L’accensione e bruciatura delle stoppie e delle paglie sono consentite solo sulle superfici in cui si effettua la pratica del ringrano e sulle superfici irrigabili utilizzate per le colture di secondo raccolto. La bruciatura delle stoppie è consentita solo a seguito di preventiva comunicazione, inviata nella forma certificata prevista dalla legge, al Dipartimento Agricoltura regionale e al sindaco competente, due giorni prima l’inizio dell’attività. L’accensione e la bruciatura di residui di materiale vegetale derivante dall’attività agricola e forestale è vietata nel periodo compreso tra il 1 giugno e il 30 settembre. Nel restante periodo dal 1 ottobre al 31 maggio è possibile bruciare, sul sito di produzione, residui vegetali derivanti dall’attività agricola e forestale raggruppati in piccoli cumuli e non superiore a tre metri steri giornalieri ad ettaro. La bruciatura dei residui vegetali è sempre vietata ad una distanza inferiore a 50 metri da strutture e infrastrutture antropiche.
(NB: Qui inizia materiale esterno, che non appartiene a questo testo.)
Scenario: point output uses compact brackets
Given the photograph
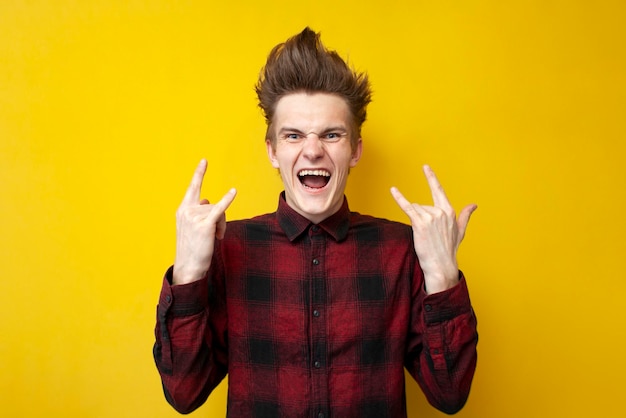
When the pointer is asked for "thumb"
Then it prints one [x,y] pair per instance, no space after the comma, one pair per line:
[463,220]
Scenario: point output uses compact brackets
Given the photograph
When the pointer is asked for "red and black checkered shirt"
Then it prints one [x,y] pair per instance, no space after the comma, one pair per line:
[315,321]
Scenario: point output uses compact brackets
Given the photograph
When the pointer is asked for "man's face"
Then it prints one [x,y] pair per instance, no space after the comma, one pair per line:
[313,152]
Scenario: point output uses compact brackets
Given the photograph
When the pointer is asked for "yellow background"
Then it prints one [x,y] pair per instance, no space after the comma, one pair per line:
[107,106]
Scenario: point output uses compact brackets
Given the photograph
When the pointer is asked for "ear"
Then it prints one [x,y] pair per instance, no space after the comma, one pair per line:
[271,153]
[356,154]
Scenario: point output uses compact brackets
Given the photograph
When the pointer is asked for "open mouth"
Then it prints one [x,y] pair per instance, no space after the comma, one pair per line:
[314,179]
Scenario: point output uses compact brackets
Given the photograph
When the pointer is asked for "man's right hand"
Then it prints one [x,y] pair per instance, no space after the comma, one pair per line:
[198,223]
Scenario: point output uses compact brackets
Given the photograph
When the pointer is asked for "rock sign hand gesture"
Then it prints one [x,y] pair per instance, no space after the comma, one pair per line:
[437,234]
[198,223]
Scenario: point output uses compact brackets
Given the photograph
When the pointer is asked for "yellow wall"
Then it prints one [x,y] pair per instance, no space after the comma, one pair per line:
[106,107]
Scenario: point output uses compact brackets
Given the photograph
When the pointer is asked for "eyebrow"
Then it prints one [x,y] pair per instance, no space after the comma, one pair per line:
[338,128]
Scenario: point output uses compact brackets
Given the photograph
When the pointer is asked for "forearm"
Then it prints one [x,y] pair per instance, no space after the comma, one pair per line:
[186,351]
[443,359]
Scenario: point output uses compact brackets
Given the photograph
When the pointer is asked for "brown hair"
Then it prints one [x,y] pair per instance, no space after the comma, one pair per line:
[303,64]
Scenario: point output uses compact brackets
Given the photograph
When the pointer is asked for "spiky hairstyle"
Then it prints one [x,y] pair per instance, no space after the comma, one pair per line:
[303,64]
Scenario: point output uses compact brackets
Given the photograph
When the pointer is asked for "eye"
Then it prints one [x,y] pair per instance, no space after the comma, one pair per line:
[332,137]
[292,137]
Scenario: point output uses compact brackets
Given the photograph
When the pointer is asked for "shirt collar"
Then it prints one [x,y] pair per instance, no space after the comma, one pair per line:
[294,224]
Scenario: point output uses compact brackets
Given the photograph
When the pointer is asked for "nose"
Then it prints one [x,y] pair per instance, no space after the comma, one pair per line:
[313,147]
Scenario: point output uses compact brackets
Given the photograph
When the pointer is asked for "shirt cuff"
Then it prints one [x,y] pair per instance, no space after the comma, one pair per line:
[185,299]
[446,305]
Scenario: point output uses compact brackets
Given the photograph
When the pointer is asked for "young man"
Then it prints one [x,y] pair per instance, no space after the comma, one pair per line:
[314,310]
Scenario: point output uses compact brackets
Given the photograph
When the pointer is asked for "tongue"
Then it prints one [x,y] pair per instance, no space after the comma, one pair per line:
[315,182]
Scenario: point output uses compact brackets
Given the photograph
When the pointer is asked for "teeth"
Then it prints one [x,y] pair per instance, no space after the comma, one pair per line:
[314,173]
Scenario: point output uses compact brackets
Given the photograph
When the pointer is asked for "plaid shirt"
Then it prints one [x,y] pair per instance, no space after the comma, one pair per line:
[314,321]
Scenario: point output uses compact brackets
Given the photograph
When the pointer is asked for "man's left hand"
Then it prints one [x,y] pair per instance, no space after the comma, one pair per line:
[437,234]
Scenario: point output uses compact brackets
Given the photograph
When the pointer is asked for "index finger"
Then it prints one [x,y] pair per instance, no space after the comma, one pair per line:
[192,196]
[436,190]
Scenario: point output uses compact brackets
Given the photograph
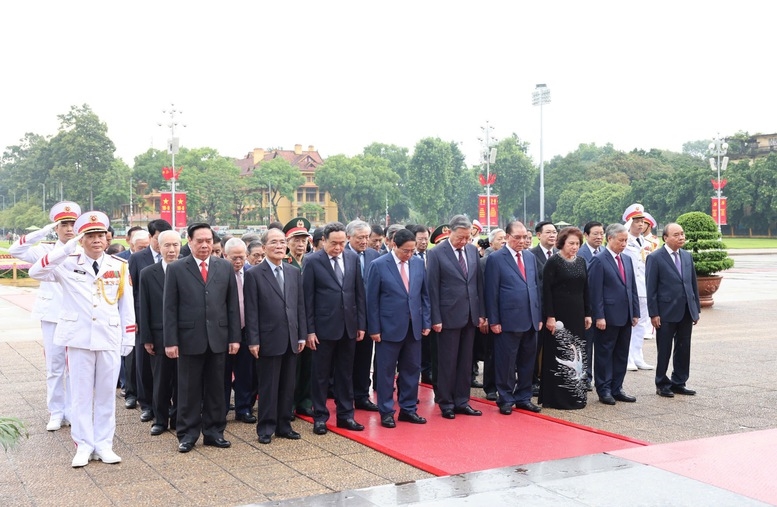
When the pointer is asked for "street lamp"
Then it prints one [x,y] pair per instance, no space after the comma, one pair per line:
[718,148]
[540,97]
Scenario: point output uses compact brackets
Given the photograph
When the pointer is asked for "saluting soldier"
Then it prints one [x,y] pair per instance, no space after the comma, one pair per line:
[62,215]
[97,325]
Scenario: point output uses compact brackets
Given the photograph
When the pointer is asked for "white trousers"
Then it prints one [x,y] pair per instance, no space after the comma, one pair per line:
[93,375]
[639,332]
[57,378]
Nelle aree Naturali Protette e nei Siti Natura 2000, le stoppie e i residui vegetali derivanti dalle attività selvicolturali agricole non possono essere bruciati e devono essere cippati/trinciati in loco, salvo nei casi di gravi attacchi parassitari, certificati dall’Osservatorio Fitopatologico regionale o in evidenti condizioni di impossibilità ad eseguire altro tipo di distruzione, certificato dalla Sezione Foreste regionale. Sono previsti obblighi per i conduttori di campi a coltura cerealicola e foraggera, per i conduttori di terreni incolti in stato di abbandono o a riposo e di colture arboree, per i titolari della gestione, manutenzione e conservazione dei boschi, per i proprietari di superfici pascolive che prevedono la realizzazione di una precesa o fascia protettiva sgombra da ogni residuo di vegetazione, al fine di prevenire la propagazione di incendi. Sono previsti anche obblighi per le società di gestione delle ferrovie, Anas, Acquedotto pugliese, Società autostrade, Città metropolitane, Comuni e Consorzi di bonifica che al fine di salvaguardare la vegetazione agricola forestale, dovranno provvedere lungo gli assi di competenza alla pulizia delle banchine, cunette, scarpate rimuovendo erba secca e residui vegetali. I proprietari, i gestori di campeggi villaggi turistici centri residenziali alberghi strutture ricettive che hanno sede in prossimità di aree rurali esposte, dovranno provvedere alla pulizia lungo il perimetro del loro insediamento.

Soddisfazione è stata espressa dal proponente, l’assessore con delega alla protezione civile, Antonio Nunziante per il lavoro svolto dalla commissione presieduta da Donato Pentassuglia e per la collaborazione e l’interlocuzione sia con l’assessore all’Agricoltura Leo di Gioia che con le associazioni di categoria.